Our Azure story first began when setting out to make an intuitive app to transform the inspection process. NASCAR has more than 80 officials overseeing hundreds of technical items on each car, across seven different disciplines. Having used pen and paper since car inspections began decades ago, the thought of handing an official a tablet to capture and log data as a replacement took careful preparation and a solid game plan. Microsoft stepped up to the plate in a big way. It took weeks observing the officials’ work—from 5:00 a.m. call-times to 10:00 p.m. post-race wrap-up, trying to better understand how they operated. The group spent time each day ideating and iterating the approach. After close collaboration between NASCAR and the Microsoft team, we were able to go from concept to build and launch in six months. The officials can quickly and accurately log all of their inspections using the app, while NASCAR Series Directors can see a real-time dashboard of the entire inspection process, including how many cars have passed inspections and which ones have had issues. Once the data is collected and synced to Azure, we turn to Power BI for visualizing trends, which gives our Competition and R&D teams the insights they need to properly manage the on-track competition, giving fans the close, side-by-side racing they associate with NASCAR.

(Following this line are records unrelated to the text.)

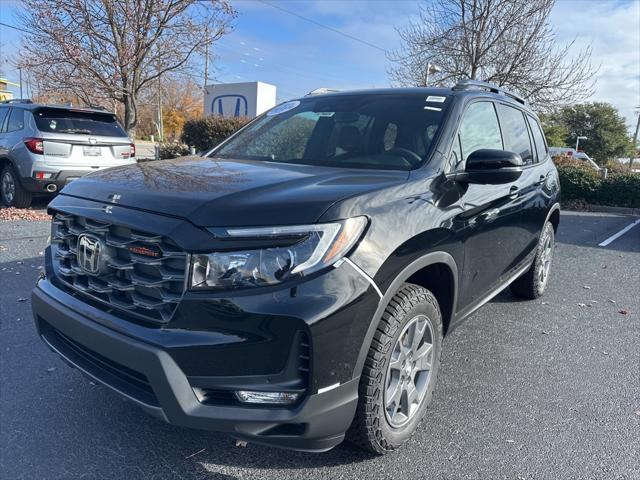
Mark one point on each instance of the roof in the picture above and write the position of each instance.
(462, 88)
(34, 106)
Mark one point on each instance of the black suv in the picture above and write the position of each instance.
(293, 286)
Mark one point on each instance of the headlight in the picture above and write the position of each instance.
(312, 248)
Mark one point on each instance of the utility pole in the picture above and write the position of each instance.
(635, 141)
(160, 123)
(206, 57)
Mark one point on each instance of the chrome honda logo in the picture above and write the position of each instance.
(89, 251)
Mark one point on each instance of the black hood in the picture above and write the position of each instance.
(223, 192)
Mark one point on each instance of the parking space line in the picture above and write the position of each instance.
(619, 234)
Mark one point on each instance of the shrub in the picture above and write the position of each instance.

It takes a lot of logistics and technology to successfully execute a NASCAR race every weekend
After the success of mobile inspection, the next project was race control—a centralized location overlooking the track from which NASCAR officiates each race. Approximately 15 NASCAR officials utilize dozens of HD camera angles, multiple data feeds and several independent applications across several laptops and screens to oversee the on-track action. Officiating races is critical to our business and requires a multitude of systems working in tandem. In fact, NASCAR has worked with NASA on both safety and mission control operations given the similarities in the careful orchestration for the team in command.
The concept behind one of our newest applications “Race Management” was simple: create a single dashboard that combines elements from each of these systems that is easy to use and can be accessed during and after each race. The creation of a “dot racing” view of the track that didn't previously exist was layered with data and video into one pane of glass. NASCAR officials can view this dashboard from any device running Windows 10. Because all of the data is stored in Azure, officials can now access any previous race and replay it in its entirety—even minutes after the event has concluded. We’re also piloting Azure Media Services to post all videos from pit road stops so it can be played back via the Race Management app. NASCAR is also pioneering the use of Azure Stream Analytics—“We use real-time geospatial analytics with Azure Stream Analytics for analyzing race telemetry during and after the race,” said NASCAR’s Managing Director of Technology Development, Betsy Grider.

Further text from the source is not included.